# Objekt (Map) in Textfeld ausgeben



## Dodo2110 (21. Jul 2009)

Guten Tag,

kurz zur Situation:

Ein Lagerverwaltungsprogramm soll mit einer rudimentären GUI ausgestattet werden. Das Originalprogramm ist lauffähig, lediglich ein Textfeld, Buttons etc sollen implementiert werden.

Konkretes Problem:

Es exisitiert eine Klasse "Lager", die einen Konstruktor enthält, der wiederum ein Map-Objekt für den Lagerbestand erzeugt. Die "keys" sind in diesem Falle Produktbezeichnungen und die "values" der aktuelle Lagerbestand.

Ich möchte nun den Lagerbestand in der von mir definierten TextArea ausgeben lassen.
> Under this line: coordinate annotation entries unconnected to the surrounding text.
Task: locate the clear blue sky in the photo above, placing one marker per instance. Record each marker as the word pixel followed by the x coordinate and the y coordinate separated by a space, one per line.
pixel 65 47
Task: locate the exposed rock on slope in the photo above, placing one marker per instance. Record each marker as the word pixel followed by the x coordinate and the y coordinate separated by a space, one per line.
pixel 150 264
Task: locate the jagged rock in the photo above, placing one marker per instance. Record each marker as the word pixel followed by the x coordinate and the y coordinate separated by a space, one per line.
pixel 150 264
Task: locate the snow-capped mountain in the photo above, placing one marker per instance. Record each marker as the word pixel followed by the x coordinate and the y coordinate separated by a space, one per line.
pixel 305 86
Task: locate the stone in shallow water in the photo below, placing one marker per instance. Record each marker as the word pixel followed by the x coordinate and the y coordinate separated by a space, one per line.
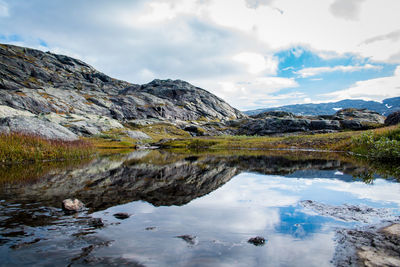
pixel 96 222
pixel 74 205
pixel 257 241
pixel 122 215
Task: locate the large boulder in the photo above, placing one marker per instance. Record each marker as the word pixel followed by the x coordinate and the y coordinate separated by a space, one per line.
pixel 362 115
pixel 359 119
pixel 393 118
pixel 36 126
pixel 270 126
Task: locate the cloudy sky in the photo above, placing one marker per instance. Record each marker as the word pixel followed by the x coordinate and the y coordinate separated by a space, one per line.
pixel 252 53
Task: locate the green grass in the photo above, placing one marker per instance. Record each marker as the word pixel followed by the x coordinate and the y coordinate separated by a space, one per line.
pixel 381 144
pixel 17 147
pixel 331 141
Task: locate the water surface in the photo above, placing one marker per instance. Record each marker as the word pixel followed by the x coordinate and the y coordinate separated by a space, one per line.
pixel 217 201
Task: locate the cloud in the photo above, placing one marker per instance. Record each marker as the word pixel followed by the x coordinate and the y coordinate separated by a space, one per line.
pixel 373 89
pixel 392 36
pixel 309 72
pixel 257 3
pixel 346 9
pixel 3 9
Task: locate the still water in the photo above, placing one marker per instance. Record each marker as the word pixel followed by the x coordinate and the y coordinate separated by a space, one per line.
pixel 196 210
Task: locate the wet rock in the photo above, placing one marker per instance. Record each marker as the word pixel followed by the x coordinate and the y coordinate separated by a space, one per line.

Innerhalb der Klasse "Lager" existiert bereits eine Methode toString:

***Auszug***
[Java]
public String toString()														//Lager als String ausgeben					
{
	for(Iterator i=lager.keySet().iterator(); i.hasNext(); ) 
	for(Iterator j=lager.values().iterator(); j.hasNext(); ) 
	System.out.println(i.next()+"\t\t"+j.next());
	return new String("Liste Ende");
}
[/Java]

Nun war es angedacht bei Betätigen eines Buttons den Lagerbestand mittels der toString-Methode innerhalb des Textfensters anzeigen zu lassen und zwar wie folgt:


***Auszug Hauptprogramm***
[Java]
class Btn3 implements ActionListener	        // ActionListener Interface
 {public void actionPerformed(ActionEvent e)	//wenn ActionEvent von btn3 kommt
  {
    txa.append(System.out.println(""+Lag1));}								//Textausgabe in Textfeld
 }
[/Java]


Dieses funktioniert leider nicht wie gedacht, eine Kompilierung ist so nicht möglich. Gibt es noch andere Möglichkeiten?

Vielen Dank im Voraus!

Mit freundlichen Grüßen, 
Dodo

Edit: Wäre es unter Umständen hilfreich die Ausgabe der Methode toString der Klasse "lager" zunächst in einem String zu speichern und dann DIESEN String ausgeben zu lassen? Wenn ja, wie wird das am besten und einfachsten bewerkstelligt?


----------



## Verjigorm (21. Jul 2009)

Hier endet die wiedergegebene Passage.